/h2oEnsemble-benchmarks

Benchmarks of the H2O Ensemble R interface (H2O 2.0).

Primary LanguageR

h2oEnsemble Benchmarks (H2O 2.0)

Note: These benchmarks are for H2O 2.0 (aka. "H2O Classic"). The current version of H2O is H2O 3.0. There are no plans to update this benchmark at this time.

This repository provides a framework for benchmarking the h2oEnsemble package. The h2oEnsemble package provides an R API to train ensembles of H2O machine learning algorithms. You can read more about the "H2O Ensemble" project on its GitHub page.

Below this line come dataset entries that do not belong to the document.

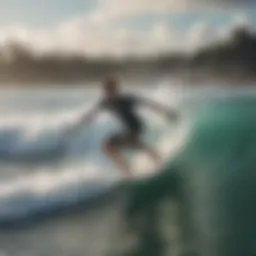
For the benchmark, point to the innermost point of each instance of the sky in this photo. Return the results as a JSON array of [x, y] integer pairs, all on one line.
[[121, 27]]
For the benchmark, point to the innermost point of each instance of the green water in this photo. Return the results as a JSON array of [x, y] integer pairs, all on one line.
[[212, 181]]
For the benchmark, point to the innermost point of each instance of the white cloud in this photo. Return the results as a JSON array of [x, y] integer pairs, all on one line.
[[83, 36], [111, 10]]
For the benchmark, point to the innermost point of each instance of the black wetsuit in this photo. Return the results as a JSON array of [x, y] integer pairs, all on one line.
[[124, 107]]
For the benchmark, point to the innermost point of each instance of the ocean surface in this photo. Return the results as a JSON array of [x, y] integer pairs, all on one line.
[[59, 195]]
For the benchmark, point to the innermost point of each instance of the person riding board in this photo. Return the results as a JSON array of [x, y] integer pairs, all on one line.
[[124, 107]]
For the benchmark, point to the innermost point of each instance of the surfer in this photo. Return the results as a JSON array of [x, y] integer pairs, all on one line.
[[124, 107]]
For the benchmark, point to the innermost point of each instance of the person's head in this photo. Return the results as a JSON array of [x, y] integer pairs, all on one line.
[[110, 87]]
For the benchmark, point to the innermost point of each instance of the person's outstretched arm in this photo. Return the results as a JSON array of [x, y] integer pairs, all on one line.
[[170, 114], [85, 119]]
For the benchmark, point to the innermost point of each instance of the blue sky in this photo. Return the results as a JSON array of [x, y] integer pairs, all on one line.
[[45, 13], [120, 26]]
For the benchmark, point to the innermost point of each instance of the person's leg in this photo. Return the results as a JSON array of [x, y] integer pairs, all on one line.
[[152, 153], [112, 150]]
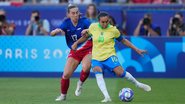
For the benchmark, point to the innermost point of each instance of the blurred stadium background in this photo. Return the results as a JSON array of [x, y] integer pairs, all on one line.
[[31, 66]]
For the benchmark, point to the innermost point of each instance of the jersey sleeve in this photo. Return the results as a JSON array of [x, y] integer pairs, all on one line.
[[116, 32], [90, 29], [63, 25], [87, 23], [118, 36]]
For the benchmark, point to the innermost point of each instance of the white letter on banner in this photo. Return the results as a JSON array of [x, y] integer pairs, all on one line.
[[33, 53], [57, 53], [8, 53], [18, 53]]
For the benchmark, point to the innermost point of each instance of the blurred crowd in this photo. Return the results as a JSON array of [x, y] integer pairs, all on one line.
[[99, 1], [145, 27]]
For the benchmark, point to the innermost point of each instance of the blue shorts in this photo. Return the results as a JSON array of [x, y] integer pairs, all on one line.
[[110, 63]]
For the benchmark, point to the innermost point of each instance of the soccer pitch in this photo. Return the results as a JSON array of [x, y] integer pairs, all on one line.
[[45, 90]]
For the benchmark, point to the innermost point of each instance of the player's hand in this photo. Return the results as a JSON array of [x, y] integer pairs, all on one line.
[[74, 46], [141, 52], [84, 32], [54, 32]]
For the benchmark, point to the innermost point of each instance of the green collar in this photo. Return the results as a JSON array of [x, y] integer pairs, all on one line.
[[101, 26]]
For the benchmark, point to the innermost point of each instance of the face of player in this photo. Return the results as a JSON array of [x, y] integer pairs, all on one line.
[[104, 21], [90, 11], [74, 14]]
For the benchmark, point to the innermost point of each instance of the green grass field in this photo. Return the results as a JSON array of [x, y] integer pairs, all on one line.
[[45, 90]]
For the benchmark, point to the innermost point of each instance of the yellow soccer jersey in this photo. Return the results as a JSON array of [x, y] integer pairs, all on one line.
[[103, 41]]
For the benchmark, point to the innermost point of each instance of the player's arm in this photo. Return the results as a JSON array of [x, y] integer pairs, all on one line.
[[84, 38], [57, 31], [129, 44]]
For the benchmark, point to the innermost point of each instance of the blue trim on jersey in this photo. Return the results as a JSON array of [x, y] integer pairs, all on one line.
[[73, 33], [120, 38]]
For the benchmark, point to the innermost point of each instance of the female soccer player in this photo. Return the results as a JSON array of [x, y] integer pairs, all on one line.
[[72, 28], [104, 55]]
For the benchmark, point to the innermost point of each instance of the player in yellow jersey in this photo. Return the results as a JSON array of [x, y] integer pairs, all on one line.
[[104, 54]]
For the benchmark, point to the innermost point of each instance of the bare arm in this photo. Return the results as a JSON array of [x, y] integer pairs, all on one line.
[[84, 37], [129, 44], [57, 31]]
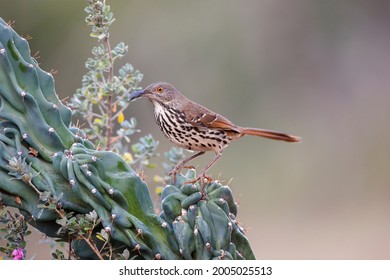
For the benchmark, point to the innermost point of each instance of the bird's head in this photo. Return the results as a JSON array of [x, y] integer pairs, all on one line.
[[160, 91]]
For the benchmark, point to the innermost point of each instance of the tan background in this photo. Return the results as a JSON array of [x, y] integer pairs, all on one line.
[[319, 69]]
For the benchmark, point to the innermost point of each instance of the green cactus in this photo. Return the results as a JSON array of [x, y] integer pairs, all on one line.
[[52, 174]]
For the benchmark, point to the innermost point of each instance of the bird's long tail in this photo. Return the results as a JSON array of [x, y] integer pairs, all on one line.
[[276, 135]]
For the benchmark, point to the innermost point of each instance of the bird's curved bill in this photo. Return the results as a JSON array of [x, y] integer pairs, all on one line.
[[135, 95]]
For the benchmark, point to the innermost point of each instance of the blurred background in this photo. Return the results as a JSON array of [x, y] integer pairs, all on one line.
[[313, 68]]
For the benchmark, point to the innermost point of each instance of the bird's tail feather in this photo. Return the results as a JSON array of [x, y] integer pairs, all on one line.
[[276, 135]]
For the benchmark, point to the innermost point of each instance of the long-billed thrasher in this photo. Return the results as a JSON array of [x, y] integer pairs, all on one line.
[[194, 127]]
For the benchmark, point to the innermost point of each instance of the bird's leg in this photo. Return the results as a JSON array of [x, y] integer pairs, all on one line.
[[181, 164], [207, 167]]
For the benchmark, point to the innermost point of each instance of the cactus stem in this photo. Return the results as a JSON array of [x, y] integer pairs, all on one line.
[[137, 248]]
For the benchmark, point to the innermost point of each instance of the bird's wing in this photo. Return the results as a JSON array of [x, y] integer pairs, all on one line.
[[202, 118]]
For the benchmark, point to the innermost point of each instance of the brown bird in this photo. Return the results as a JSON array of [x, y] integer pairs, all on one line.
[[194, 127]]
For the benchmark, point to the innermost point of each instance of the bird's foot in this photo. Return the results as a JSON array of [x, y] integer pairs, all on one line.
[[202, 177]]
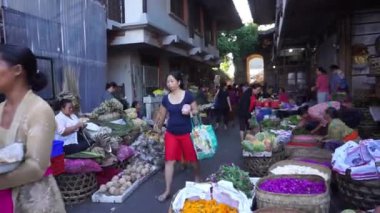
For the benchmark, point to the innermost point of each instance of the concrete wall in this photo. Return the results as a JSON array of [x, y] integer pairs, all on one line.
[[327, 53], [365, 30], [120, 66]]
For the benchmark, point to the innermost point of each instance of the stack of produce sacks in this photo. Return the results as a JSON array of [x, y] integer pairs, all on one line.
[[362, 159], [290, 167]]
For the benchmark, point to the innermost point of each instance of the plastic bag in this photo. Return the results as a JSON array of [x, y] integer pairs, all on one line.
[[124, 153], [81, 166], [204, 140]]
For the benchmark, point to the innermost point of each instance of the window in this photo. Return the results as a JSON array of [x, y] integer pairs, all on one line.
[[45, 65], [177, 8], [209, 31]]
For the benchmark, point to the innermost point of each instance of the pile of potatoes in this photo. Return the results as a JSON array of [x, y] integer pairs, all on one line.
[[121, 182]]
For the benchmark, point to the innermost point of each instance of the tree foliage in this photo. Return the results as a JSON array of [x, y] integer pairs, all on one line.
[[240, 42]]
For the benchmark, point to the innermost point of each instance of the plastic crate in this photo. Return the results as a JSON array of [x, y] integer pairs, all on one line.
[[57, 149], [58, 164]]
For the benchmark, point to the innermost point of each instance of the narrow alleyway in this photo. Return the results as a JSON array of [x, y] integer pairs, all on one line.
[[143, 201]]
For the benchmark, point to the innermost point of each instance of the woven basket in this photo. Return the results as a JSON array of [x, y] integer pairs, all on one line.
[[363, 194], [299, 163], [76, 188], [319, 203], [258, 166], [317, 153], [278, 210]]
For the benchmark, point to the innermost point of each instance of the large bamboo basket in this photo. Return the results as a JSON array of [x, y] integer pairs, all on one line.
[[258, 166], [76, 188], [319, 203], [321, 169], [313, 153], [363, 194]]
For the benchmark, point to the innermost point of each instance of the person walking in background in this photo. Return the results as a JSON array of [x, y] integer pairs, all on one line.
[[338, 84], [138, 107], [108, 93], [222, 105], [234, 99], [283, 96], [321, 85], [27, 119], [179, 105], [246, 105]]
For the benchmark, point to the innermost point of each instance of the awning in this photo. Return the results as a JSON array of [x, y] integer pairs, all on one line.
[[263, 11]]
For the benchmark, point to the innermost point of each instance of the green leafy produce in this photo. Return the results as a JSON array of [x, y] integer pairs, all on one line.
[[300, 131], [294, 119], [117, 129], [239, 178], [263, 141]]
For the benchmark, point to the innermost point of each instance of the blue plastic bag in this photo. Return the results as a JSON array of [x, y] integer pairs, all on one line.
[[204, 140]]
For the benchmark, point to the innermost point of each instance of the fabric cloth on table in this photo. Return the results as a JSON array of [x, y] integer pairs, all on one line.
[[337, 130], [361, 159]]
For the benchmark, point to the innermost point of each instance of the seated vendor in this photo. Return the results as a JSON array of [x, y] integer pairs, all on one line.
[[68, 125], [307, 122], [338, 132]]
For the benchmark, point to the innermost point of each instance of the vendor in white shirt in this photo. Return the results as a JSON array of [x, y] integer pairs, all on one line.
[[68, 125]]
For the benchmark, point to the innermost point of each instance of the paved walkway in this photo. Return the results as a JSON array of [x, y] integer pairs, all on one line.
[[142, 200]]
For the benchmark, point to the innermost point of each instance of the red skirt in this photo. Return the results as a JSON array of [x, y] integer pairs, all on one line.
[[178, 146]]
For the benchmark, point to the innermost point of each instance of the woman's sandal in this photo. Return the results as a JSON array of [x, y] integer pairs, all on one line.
[[162, 198]]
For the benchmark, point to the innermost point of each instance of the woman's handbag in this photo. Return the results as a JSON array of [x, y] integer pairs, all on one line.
[[204, 139]]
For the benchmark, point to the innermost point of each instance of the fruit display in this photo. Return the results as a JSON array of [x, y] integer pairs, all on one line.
[[123, 181], [207, 206]]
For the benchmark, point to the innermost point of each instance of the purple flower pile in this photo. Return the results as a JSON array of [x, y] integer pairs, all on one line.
[[293, 186]]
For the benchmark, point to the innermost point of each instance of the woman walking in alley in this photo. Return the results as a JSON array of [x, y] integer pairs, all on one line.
[[246, 106], [321, 85], [179, 105], [222, 105], [28, 120]]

Note that as of H2O 3.10.3.1 (Jan 30, 2017), Stacked Ensembles are now available as part of base H2O so the h2oEnsemble package is not longer "needed" and hence no longer maintained.

  • An example binary classification benchmark is provided in the twoClass/higgs folder.
  • To use the software on an Amazon EC2 cluster, follow the instructions in the ec2/README.md file to set up the cluster.
  • After you set up the cluster, you should cd to a specific benchmark directory and execute the benchmark. For example, the higgs benchmark can be executed as follows:
cd src/twoClass/higgs
nohup ./run-bench.sh &
  • If you choose to use a single node instead of a multi-node cluster, you can skip the EC2 steps. If a multi-node cluster is not available, the code will create a single node multicore cluster using all the cores available on your machine.
  • If the benchmark is not executed using the H2O Ubuntu AMI, you may have to change the path of the BENCH_ROOT variable in the scripts to point to the location of this repository on your machine.